CozmoAnki, £189.99 It is not difficult to see how Cozmo is become one of the hit toys last Christmas, in the united states. With a whole department of animators and character designers introduced in the development process, it is really the closest thing you can get for children inspired by a real character, with a surprisingly expressive animated face.

It is not only nice, it can be encoded by Anki of work based on the coding and evolves through the game, too, allowing you to craft its development according to your tastes. During each driven application session (usually involving games with the little robot “power cubes”), you can earn “bits” and “sparks” which can then be used for the layer of its interactive capabilities. You can teach him to fist-bump, miaow your cat, do workouts with its power-cubes, and more. If you know that it is just a thing, you can’t help treating it like a pet with the life of the battery.

Louis said: “I think that the design is executed so well, as the screen where his eyes. Every time he does something cool, I call the Mom and she comes around us and crouch down and go, ‘Oh, he’s so cute. A bit like a little puppy. Absolutely fantastic little robot.”

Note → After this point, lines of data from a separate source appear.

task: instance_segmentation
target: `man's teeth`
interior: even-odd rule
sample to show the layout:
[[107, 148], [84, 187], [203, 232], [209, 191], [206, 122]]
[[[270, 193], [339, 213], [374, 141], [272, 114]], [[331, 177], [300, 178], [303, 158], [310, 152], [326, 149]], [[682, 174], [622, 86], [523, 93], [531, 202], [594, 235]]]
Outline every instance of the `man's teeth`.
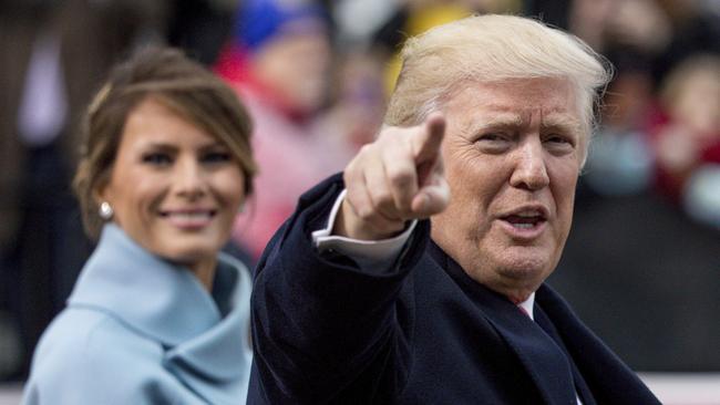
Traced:
[[520, 228], [520, 229], [529, 229], [534, 227], [534, 224], [513, 224], [513, 227]]
[[518, 217], [523, 217], [523, 218], [531, 218], [531, 217], [538, 217], [539, 216], [539, 214], [536, 212], [536, 211], [518, 212], [518, 214], [515, 214], [515, 215], [518, 216]]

Meccano MaxSpin Master, £149.99 in Contrast to the Cozmo, which works straight out of the box, Spin Master MAX is a Meccano construction that you have to spend hours building, then bring to “life” via a USB connection to download the firmware for its “MeccaBrain”. It is a lot more than Anki product (around shin height) and of the 1980’s, Johnny Five of Short Circuit feel, until his overemphatic, childlike voice. It learns about its owner/builder by asking script questions (how old are you? What is your favourite subject at school? etc.) and refines future, “the conversation” interactions based on your responses, assuming that he understands, that often don’t appear during our game sessions.

Meccano Max. Photo: Karen Robinson for the Observer

There is a little bit of pleasure to send it to stroll around the house and of the exploitation of its unique, remote-controlled claw, but frankly, it’s less sympathetic when he speaks. It is difficult not to cringe a little when MAX announces: “I’m lucky to have you as a friend.”

Max said: “I think that it is good and I love the way the eyes are still changing, but it is extremely frightening voice. Also, when he asks you a question, if you answer too quietly, she speaks of you and continues on to the next question, which annoyed me. And I didn’t like it asking me if I sing in the shower.